Sequentum Cloud to bypass strict scrape blocking

In the modern web 2.0 the sites that have valuable data (eg. business directories, data aggregators, social networks and more) implement aggressive blocking measures, which can cause major extraction difficulties. How can modern scraping tools (eg. Sequentum Cloud) still be able to fetch data of actively protected sites?

Sequentum is a closed source point and click scraping platform that integrates everything we need to bypass anti-bot services, including management of browsers, device fingerprints, TSL fingerprints, IP rotation, user agents, and more. Sequentum has had its own custom scraping browser for more than a decade, and as one of the most mature solutions on the market, they are able to support atomic level customization for each request and workflow step. As such, Sequentum Cloud is an out-of-the-box advanced scraping platform with no upfront requirement to stand up infrastructure, software, or proxies. It also has a very responsive support team, which can be useful in coming up to speed on one’s approach and is quite unique in the scraping industry. In this test, we were able to configure a site with very aggressive blocking and, with some refinement of error detection and retry logic, were able to get some of the most protected data consistently over time.

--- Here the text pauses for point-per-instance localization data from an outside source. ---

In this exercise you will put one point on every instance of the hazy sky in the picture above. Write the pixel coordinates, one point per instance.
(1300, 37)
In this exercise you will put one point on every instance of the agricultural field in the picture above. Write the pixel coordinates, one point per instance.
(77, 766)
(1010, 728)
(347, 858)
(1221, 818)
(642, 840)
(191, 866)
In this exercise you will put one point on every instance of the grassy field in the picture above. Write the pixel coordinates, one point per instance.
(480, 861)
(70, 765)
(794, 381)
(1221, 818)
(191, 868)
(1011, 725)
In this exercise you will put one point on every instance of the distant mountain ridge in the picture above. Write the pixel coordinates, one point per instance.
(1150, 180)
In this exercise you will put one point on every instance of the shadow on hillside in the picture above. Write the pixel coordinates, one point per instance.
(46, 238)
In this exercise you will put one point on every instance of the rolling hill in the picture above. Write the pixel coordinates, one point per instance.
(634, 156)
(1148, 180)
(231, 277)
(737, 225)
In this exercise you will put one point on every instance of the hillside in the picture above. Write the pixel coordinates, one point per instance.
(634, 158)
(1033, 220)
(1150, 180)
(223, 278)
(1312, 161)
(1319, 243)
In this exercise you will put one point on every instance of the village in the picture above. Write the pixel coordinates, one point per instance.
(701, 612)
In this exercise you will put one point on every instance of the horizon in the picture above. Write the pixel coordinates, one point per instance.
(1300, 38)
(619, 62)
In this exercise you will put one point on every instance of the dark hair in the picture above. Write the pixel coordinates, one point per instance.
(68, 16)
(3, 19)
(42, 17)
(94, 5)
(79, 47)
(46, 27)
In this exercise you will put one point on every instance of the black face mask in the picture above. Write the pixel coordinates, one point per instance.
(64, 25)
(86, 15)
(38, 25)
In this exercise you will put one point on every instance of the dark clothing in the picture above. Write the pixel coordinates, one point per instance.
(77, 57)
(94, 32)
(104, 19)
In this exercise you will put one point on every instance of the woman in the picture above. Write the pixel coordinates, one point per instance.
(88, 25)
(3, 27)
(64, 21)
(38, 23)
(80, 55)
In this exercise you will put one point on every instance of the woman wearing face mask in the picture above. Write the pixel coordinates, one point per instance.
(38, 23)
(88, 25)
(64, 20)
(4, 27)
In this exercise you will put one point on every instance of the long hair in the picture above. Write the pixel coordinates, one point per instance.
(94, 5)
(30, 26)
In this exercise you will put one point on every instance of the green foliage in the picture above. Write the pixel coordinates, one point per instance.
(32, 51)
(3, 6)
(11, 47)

For this test, we pointed their tool at a major brand on Zoro.com, a site with aggressive blocking. Initial attempts yielded 32K records which was 94% of the estimated 34K entries. We worked with support to understand the ways to customize the advanced error detection and retry logic included in the Sequentum platform to the behavior of the Zoro.com site and was able to get 100% of the data. In this article we are sharing what we have learned.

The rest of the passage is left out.